A quick guide to spot-readiness in Kubernetes

A quick guide to spot-readiness in Kubernetes

Applications are occasionally unavailable to serve traffic for a short time. For example, during startup, an application may need to load massive data or configuration files, or it may need to rely on external services. Naturally, you don't want to destroy the program in this situation, but you also don't like to send requests. 

To detect and mitigate these issues, Kubernetes provides readiness probes. For example, through Kubernetes Services, a pod with containers reporting that they are not ready does not receive traffic.

Kubernetes spot-readiness

Due to their lack of availability guarantees, using spot nodes in your Kubernetes cluster can be scary. 

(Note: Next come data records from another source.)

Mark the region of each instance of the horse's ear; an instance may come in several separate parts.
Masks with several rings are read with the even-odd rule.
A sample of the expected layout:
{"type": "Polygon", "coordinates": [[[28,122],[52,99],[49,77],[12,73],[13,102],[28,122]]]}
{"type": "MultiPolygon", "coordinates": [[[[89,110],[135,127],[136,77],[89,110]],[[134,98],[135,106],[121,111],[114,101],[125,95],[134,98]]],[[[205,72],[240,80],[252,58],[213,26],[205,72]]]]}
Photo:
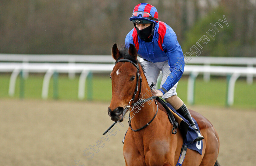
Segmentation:
{"type": "Polygon", "coordinates": [[[116,44],[115,44],[112,47],[112,55],[113,57],[116,61],[118,57],[120,56],[120,53],[117,48],[116,44]]]}
{"type": "Polygon", "coordinates": [[[130,44],[129,47],[129,54],[134,59],[137,60],[137,49],[133,44],[130,44]]]}

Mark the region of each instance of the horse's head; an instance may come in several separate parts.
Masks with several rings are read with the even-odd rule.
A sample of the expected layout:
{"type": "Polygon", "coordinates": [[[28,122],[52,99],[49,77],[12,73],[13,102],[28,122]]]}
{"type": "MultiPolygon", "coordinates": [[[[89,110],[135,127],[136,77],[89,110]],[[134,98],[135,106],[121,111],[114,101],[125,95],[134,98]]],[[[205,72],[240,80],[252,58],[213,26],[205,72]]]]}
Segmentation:
{"type": "Polygon", "coordinates": [[[129,50],[123,47],[119,51],[115,44],[112,48],[112,55],[116,61],[110,74],[112,98],[108,112],[112,120],[121,122],[126,113],[124,111],[129,110],[125,109],[134,98],[134,94],[136,96],[139,95],[137,90],[137,88],[140,88],[138,87],[140,86],[139,83],[137,85],[140,76],[137,64],[137,50],[130,44],[129,50]]]}

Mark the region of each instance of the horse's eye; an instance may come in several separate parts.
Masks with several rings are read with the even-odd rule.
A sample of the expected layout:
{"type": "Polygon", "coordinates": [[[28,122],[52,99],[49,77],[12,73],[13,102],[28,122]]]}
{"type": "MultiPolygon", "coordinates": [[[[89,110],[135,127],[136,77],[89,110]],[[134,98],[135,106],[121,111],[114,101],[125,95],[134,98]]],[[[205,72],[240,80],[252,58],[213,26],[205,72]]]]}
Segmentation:
{"type": "Polygon", "coordinates": [[[131,81],[133,81],[135,79],[135,76],[133,76],[131,77],[131,81]]]}

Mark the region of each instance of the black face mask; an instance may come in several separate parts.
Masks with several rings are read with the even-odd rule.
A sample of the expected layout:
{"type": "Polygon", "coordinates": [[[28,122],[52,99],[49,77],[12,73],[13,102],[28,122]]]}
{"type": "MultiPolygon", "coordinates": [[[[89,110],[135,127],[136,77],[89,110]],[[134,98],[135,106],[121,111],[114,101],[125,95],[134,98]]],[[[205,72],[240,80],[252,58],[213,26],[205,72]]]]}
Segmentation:
{"type": "Polygon", "coordinates": [[[137,31],[137,33],[140,38],[145,42],[150,42],[152,41],[153,36],[154,35],[155,31],[153,30],[154,28],[155,28],[155,26],[153,28],[153,30],[152,29],[152,27],[153,24],[155,26],[155,24],[151,24],[150,26],[141,30],[139,30],[136,26],[135,23],[134,23],[134,24],[136,30],[137,31]]]}

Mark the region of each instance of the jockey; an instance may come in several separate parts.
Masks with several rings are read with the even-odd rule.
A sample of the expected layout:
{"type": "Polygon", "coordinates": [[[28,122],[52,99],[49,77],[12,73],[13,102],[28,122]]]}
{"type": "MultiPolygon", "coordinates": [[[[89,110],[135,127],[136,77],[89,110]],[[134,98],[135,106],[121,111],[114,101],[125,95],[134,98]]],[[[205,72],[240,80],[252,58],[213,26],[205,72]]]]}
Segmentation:
{"type": "Polygon", "coordinates": [[[156,8],[141,3],[134,8],[130,21],[134,28],[127,34],[125,45],[135,46],[139,56],[143,60],[140,65],[149,85],[156,82],[160,71],[162,73],[161,88],[153,87],[155,95],[162,97],[189,122],[198,137],[194,141],[204,139],[183,102],[177,96],[178,81],[184,71],[185,63],[181,47],[172,29],[163,22],[159,21],[156,8]]]}

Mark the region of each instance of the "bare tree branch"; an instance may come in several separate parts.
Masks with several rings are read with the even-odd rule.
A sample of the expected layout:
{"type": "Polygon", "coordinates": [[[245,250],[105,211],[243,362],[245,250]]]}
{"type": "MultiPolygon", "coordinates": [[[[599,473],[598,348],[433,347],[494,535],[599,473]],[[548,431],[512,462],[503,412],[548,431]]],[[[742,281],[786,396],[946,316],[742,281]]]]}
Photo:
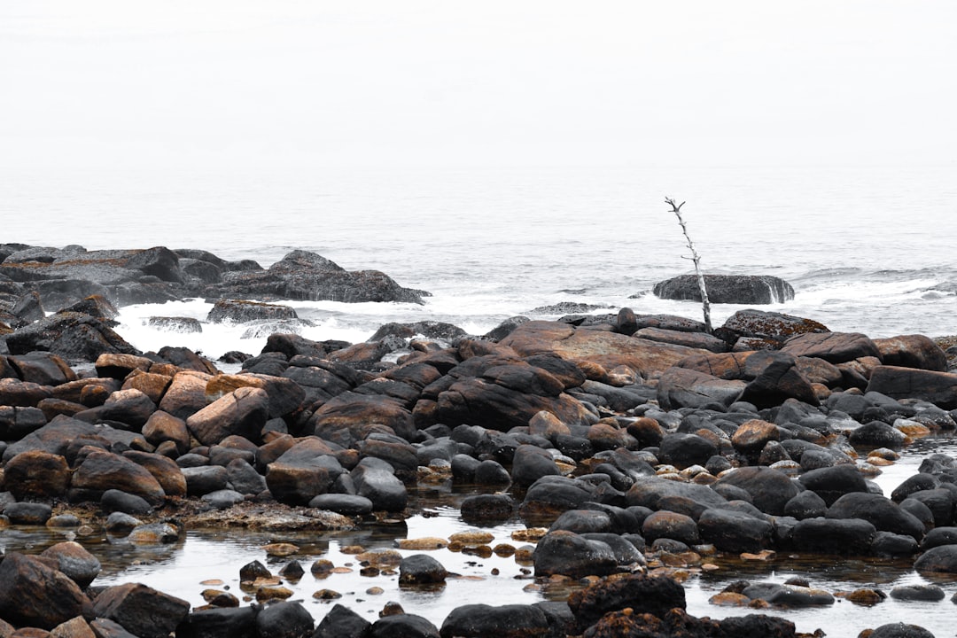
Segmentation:
{"type": "Polygon", "coordinates": [[[708,300],[708,289],[704,283],[704,275],[701,273],[701,255],[698,254],[698,251],[695,250],[695,244],[691,241],[691,236],[688,234],[688,227],[684,224],[684,219],[681,217],[681,207],[684,206],[684,202],[680,204],[676,204],[675,200],[670,197],[664,198],[664,203],[671,207],[671,211],[675,213],[678,217],[678,223],[681,227],[681,232],[684,233],[684,238],[688,241],[688,248],[691,249],[691,257],[685,257],[682,255],[682,259],[691,259],[695,262],[695,274],[698,275],[698,288],[701,291],[701,310],[704,313],[704,328],[708,333],[714,332],[714,328],[711,327],[711,302],[708,300]]]}

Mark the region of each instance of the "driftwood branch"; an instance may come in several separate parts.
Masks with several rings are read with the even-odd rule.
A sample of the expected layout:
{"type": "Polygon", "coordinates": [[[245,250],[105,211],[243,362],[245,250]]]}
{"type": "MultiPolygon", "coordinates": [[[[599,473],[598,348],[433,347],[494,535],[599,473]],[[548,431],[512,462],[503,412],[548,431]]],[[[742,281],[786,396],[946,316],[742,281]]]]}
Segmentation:
{"type": "Polygon", "coordinates": [[[691,257],[683,258],[690,258],[693,262],[695,262],[695,274],[698,275],[698,288],[701,291],[701,310],[704,312],[704,328],[710,334],[714,330],[711,327],[711,302],[708,300],[708,289],[704,284],[704,275],[701,273],[701,255],[699,255],[698,251],[695,250],[695,243],[691,241],[691,236],[688,234],[688,227],[685,226],[684,219],[681,217],[681,207],[684,206],[685,202],[676,204],[675,200],[672,198],[665,197],[664,203],[671,207],[671,211],[675,213],[676,217],[678,217],[678,223],[681,226],[681,232],[684,233],[684,238],[688,242],[688,248],[691,250],[691,257]]]}

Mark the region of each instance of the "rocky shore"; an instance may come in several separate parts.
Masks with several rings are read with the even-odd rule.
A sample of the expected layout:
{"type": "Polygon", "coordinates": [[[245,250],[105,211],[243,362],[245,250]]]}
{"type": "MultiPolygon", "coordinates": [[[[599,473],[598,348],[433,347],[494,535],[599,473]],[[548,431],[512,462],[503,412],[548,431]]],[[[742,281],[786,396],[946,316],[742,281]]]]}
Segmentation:
{"type": "MultiPolygon", "coordinates": [[[[717,621],[686,612],[680,582],[722,557],[775,552],[957,573],[957,461],[928,455],[887,495],[869,480],[915,439],[957,429],[946,341],[756,310],[708,334],[628,308],[516,318],[483,336],[423,322],[313,341],[281,329],[296,320],[281,299],[424,293],[303,252],[264,270],[165,248],[0,249],[0,534],[75,537],[3,555],[0,638],[795,636],[762,610],[887,594],[742,580],[712,603],[754,613],[717,621]],[[278,329],[259,353],[230,353],[237,373],[184,348],[139,352],[113,330],[116,305],[190,295],[217,301],[211,320],[278,329]],[[211,590],[193,608],[137,583],[98,585],[82,543],[161,545],[208,526],[361,528],[408,516],[410,491],[441,481],[478,486],[460,516],[478,528],[525,523],[528,545],[511,550],[536,583],[581,586],[564,602],[473,603],[444,619],[387,605],[370,623],[334,605],[316,623],[286,600],[283,580],[304,572],[295,561],[278,576],[236,565],[249,600],[211,590]]],[[[454,577],[421,546],[357,560],[403,586],[454,577]]],[[[899,624],[861,635],[931,634],[899,624]]]]}

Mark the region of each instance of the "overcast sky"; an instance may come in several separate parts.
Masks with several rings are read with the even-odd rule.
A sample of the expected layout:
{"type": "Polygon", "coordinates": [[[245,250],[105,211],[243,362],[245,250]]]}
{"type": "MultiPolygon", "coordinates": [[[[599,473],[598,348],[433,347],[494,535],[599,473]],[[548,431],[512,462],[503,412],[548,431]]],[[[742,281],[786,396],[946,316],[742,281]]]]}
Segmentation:
{"type": "Polygon", "coordinates": [[[954,0],[0,0],[0,166],[953,163],[954,0]]]}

The Kubecost Spot-Readiness Checklist evaluates your Kubernetes workloads in the public cloud to discover candidates for secure scheduling on spot instance models, which can save you up to 90% on cloud resource costs. In addition, cloud-based messaging systems allow users to communicate more securely. This way, companies can also ensure safe mass texting in case they choose it for marketing purposes. 

Kubecost uses your workload configurations to run a series of checks on your AWS (EKS), Google Cloud (GKE), and Azure (AKS clusters to evaluate readiness. It then calculates the cost reductions associated with switching to Spot.

What are spot instances, and why would you want to utilize them?

Spot instances are unused compute instances that public cloud providers sell to customers at a steep discount—possibly up to 90% off. Most popular cloud providers include Microsoft, Google, and AWS, and they provide different enterprise needs such as when building a landing page or storing company files. 

On the other hand, spot nodes change in terms of availability and pricing based on the supply and demand for computing resources at any given time and vary by instance size, family, and deployment location. Examples of computing resources include personal computers, data servers, printers, etc. Thus, spot nodes come in handy when, for example, a marketing professional needs to use Instagram Web or upload specific data. 

Spot instances may receive an interruption notification and spin down within a limited shutdown time if demand for a specific instance type surges (usually a few minutes). 

As a result, spot resources are best suited for fault-tolerant. And adaptable systems such as replicable microservices, Spark/Hadoop nodes, and so on.

Kubernetes supports dynamic workload replication and scalability in a way that allows many applications to be resilient to node loss, making it the ideal tool for embracing spot instances in many respects. 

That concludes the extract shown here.